Computing cosine similarity map from embeddings is trivial:

similarity = np.matmul(hero_embeds, hero_embeds.T)

From that I generated a list of the most similar heroes for each character (similarity index in parentheses):

Anti-Mage → Troll Warlord (0.97), Juggernaut (0.95), Bloodseeker (0.94), Ursa (0.94), Phantom Lancer (0.94)
Axe → Tidehunter (0.94), Mars (0.93), Underlord (0.93), Legion Commander (0.93), Beastmaster (0.92)
Bane → Vengeful Spirit (0.91), Jakiro (0.90), Disruptor (0.88), Lion (0.88), Crystal Maiden (0.88)
Bloodseeker → Anti-Mage (0.94), Phantom Lancer (0.92), Juggernaut (0.92), Troll Warlord (0.90), Ursa (0.89)
Crystal Maiden → Disruptor (0.95), Lich (0.89), Bane (0.88), Oracle (0.86), Jakiro (0.84)
Drow Ranger → Ursa (0.95), Troll Warlord (0.94), Juggernaut (0.93), Morphling (0.93), Phantom Lancer (0.92)
Earthshaker → Earth Spirit (0.91), Tiny (0.86), Sand King (0.84), Invoker (0.82), Kunkka (0.81)
(...)

I shared the similarity map and this list with my friends - all long-time Dota players - and everyone said the results match their intuition almost perfectly. Carries cluster with similar carries, supports with similar supports.

Using it for matchmaking

For our LAN parties, this means we can now build drafts that stay fair and interesting - even when everything is still random.

Here’s how it works now:

Each player on Team A still gets to pick their hero from 3 random heroes, just like before.
Then for Team B, each matching player (based on their ELO rating) receives 3 heroes most similar to their opponent’s 3.
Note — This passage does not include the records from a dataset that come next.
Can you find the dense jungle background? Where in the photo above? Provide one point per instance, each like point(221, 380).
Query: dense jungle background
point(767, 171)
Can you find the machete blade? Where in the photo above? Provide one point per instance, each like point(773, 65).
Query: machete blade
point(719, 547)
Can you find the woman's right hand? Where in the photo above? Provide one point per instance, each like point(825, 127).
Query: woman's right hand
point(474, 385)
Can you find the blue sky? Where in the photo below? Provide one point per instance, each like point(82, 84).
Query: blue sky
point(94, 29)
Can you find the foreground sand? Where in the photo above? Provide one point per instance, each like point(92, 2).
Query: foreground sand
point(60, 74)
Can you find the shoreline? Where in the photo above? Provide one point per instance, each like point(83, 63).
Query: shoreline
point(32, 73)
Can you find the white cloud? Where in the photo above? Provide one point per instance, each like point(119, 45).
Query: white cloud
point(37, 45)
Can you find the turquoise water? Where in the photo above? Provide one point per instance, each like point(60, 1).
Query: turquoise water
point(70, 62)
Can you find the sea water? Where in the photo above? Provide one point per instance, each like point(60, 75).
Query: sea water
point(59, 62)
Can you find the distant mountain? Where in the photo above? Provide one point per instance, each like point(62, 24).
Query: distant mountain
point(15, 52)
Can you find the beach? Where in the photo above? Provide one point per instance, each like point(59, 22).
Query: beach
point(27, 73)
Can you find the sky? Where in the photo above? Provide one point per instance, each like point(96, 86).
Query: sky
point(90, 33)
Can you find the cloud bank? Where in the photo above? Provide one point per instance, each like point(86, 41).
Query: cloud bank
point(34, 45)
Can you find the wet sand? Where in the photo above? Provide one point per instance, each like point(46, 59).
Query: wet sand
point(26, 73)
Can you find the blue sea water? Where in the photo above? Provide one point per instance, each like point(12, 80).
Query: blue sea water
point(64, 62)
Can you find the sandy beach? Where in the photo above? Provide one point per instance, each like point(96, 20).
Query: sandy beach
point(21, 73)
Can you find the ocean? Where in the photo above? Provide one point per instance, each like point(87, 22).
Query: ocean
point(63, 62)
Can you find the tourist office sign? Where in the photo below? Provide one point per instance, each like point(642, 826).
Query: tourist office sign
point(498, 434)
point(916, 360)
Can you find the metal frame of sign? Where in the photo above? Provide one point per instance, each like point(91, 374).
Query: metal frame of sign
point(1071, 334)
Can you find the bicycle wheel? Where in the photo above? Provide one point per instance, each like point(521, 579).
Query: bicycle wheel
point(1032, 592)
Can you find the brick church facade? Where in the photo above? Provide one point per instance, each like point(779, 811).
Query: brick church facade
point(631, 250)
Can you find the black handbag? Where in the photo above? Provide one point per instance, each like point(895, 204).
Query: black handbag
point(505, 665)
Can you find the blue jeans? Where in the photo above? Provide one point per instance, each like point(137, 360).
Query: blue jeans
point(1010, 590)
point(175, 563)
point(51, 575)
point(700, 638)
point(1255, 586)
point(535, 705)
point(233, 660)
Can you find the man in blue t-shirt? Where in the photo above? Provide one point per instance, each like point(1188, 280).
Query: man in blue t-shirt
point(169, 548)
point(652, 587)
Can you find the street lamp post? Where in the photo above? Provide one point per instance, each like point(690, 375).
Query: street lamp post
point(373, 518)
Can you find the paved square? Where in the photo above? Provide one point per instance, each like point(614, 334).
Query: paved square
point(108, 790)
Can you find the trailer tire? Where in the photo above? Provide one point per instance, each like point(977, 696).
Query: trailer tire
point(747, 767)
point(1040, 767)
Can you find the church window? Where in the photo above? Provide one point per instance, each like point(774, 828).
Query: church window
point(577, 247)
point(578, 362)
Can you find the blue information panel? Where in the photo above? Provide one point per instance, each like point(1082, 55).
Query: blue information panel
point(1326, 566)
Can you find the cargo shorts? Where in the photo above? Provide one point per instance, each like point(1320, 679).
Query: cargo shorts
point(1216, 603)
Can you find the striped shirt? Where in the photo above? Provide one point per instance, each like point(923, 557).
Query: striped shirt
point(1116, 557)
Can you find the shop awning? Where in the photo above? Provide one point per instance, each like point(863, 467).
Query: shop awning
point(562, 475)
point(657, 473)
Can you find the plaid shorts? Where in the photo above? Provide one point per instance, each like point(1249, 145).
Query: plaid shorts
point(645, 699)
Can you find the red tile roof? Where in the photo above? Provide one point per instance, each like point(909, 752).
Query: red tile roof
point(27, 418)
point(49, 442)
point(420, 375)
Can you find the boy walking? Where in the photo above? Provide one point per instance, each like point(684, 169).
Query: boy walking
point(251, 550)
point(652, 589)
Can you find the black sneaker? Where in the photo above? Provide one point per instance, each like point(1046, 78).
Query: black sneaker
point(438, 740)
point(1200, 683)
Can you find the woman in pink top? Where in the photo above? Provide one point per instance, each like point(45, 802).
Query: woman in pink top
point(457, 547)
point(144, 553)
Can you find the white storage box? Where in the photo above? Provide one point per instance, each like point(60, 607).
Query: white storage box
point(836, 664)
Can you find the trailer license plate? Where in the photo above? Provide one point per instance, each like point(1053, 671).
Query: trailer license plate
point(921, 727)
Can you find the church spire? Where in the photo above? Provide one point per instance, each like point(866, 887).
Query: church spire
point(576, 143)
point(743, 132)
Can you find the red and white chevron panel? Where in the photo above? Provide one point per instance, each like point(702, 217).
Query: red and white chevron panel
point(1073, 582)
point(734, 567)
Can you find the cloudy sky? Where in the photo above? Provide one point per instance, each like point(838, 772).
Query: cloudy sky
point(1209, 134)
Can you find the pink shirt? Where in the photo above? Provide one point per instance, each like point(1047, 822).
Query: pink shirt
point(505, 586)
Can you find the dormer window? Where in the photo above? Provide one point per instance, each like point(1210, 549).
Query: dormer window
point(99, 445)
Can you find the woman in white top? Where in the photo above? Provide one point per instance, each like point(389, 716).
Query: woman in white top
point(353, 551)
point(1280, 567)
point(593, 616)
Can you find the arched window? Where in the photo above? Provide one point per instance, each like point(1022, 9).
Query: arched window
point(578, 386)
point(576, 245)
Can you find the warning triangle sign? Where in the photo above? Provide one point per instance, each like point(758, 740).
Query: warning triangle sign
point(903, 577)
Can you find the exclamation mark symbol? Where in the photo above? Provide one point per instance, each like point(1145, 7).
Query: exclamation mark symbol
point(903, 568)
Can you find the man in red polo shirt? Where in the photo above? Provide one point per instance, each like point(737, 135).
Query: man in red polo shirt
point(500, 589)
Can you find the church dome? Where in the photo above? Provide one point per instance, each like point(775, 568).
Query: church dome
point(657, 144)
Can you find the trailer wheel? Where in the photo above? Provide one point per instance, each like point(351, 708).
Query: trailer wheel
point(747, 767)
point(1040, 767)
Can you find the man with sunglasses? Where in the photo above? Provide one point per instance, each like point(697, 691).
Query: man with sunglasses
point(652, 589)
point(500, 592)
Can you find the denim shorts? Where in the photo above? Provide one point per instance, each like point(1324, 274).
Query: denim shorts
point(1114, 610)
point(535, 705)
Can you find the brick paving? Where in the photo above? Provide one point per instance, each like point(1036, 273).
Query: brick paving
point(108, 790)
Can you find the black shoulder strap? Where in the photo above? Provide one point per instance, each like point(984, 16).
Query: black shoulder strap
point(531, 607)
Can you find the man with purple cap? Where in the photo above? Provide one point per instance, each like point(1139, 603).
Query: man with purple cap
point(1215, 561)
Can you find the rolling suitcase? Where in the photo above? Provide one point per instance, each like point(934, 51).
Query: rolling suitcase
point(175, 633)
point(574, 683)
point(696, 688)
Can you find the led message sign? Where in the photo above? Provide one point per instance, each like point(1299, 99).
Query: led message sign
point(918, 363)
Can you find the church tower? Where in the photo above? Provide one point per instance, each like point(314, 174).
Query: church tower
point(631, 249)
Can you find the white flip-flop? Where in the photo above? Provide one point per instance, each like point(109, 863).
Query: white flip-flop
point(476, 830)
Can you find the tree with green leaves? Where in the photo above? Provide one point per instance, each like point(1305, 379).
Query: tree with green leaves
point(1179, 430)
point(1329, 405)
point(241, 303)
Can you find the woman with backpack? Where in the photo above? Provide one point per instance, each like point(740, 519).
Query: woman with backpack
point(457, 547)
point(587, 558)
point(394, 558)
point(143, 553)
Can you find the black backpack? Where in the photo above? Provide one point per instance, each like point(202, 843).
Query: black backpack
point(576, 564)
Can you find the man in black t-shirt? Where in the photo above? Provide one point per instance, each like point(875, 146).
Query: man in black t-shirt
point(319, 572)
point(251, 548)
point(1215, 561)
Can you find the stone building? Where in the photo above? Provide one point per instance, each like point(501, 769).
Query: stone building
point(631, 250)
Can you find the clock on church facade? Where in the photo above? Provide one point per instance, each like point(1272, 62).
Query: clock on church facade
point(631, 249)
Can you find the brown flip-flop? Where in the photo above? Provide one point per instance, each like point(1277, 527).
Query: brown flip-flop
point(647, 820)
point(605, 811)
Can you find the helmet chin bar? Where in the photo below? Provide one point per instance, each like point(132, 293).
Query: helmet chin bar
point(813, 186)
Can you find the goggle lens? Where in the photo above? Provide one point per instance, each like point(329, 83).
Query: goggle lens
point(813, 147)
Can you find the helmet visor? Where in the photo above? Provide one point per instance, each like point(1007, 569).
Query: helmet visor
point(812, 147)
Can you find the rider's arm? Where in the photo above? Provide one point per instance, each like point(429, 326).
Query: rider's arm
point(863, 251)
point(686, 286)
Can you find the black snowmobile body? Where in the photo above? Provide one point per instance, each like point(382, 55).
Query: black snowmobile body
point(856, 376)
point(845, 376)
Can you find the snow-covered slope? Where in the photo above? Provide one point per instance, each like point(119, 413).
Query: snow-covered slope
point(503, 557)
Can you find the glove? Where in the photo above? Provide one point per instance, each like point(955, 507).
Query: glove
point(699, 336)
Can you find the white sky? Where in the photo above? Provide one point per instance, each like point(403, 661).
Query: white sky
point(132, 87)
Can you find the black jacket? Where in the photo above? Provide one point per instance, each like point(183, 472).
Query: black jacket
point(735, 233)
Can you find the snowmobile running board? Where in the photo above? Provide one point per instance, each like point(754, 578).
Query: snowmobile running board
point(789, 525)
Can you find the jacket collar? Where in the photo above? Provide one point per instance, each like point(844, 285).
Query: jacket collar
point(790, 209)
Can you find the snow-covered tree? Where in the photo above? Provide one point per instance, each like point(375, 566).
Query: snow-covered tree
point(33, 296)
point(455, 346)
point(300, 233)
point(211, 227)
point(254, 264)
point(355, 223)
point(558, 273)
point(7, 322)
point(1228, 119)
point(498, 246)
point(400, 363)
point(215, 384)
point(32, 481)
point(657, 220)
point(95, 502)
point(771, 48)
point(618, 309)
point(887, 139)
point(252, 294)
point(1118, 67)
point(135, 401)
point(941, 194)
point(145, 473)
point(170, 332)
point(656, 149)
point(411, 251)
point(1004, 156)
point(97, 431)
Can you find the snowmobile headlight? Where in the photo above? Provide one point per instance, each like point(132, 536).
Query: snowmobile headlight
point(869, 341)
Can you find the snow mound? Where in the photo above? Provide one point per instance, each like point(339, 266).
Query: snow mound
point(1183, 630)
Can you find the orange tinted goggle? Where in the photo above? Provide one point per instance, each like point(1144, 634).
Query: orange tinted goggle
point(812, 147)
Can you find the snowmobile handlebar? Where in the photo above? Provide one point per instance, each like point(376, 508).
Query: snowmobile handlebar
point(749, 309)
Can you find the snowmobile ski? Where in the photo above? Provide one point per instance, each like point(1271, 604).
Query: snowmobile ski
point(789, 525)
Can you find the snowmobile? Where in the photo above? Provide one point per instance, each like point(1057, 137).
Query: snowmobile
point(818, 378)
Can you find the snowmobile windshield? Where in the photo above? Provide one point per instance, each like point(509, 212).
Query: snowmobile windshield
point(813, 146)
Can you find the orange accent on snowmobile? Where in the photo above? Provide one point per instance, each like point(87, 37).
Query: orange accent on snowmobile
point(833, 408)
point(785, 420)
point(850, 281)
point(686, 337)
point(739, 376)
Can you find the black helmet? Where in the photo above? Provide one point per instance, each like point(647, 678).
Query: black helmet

So instead of both teams rolling completely independent random sets, Team B’s lineup mirrors Team A’s roles - carries against carries, supports against supports, offlaners against offlaners - but using different heroes that fill the same role.

Example:

Team A best player picks 1 hero from:
1) HERO A (e.g. Anti-Mage)
2) HERO B (e.g. Axe)
3) HERO C (e.g. Bane)

Team B best player picks 1 hero from:
1) hero most similar to HERO A (e.g. Troll Warlord)
2) hero most similar to HERO B (e.g. Tidehunter)
3) hero most similar to HERO C (e.g. Vengeful Spirit)

same goes for the remaining players

Each player still makes a random-flavored choice, but both teams end up with comparable roles, disables, and lane balance. It keeps the matchups fun, fair, and far less dependent on pure luck.

What’s next

It won’t fix individual player-hero preferences yet, but it already makes drafts more consistent and enjoyable.

And honestly, seeing a neural network uncover Dota 2’s hidden structure from nothing but pick orders was worth it all by itself.

The best part? None of this was hard-coded or labeled — the model learned it purely from patterns in how pros draft heroes. It’s a neat example of how simple ML tools can reveal real structure hidden in messy data.

And the real best part? Our next LAN party is in just a few weeks!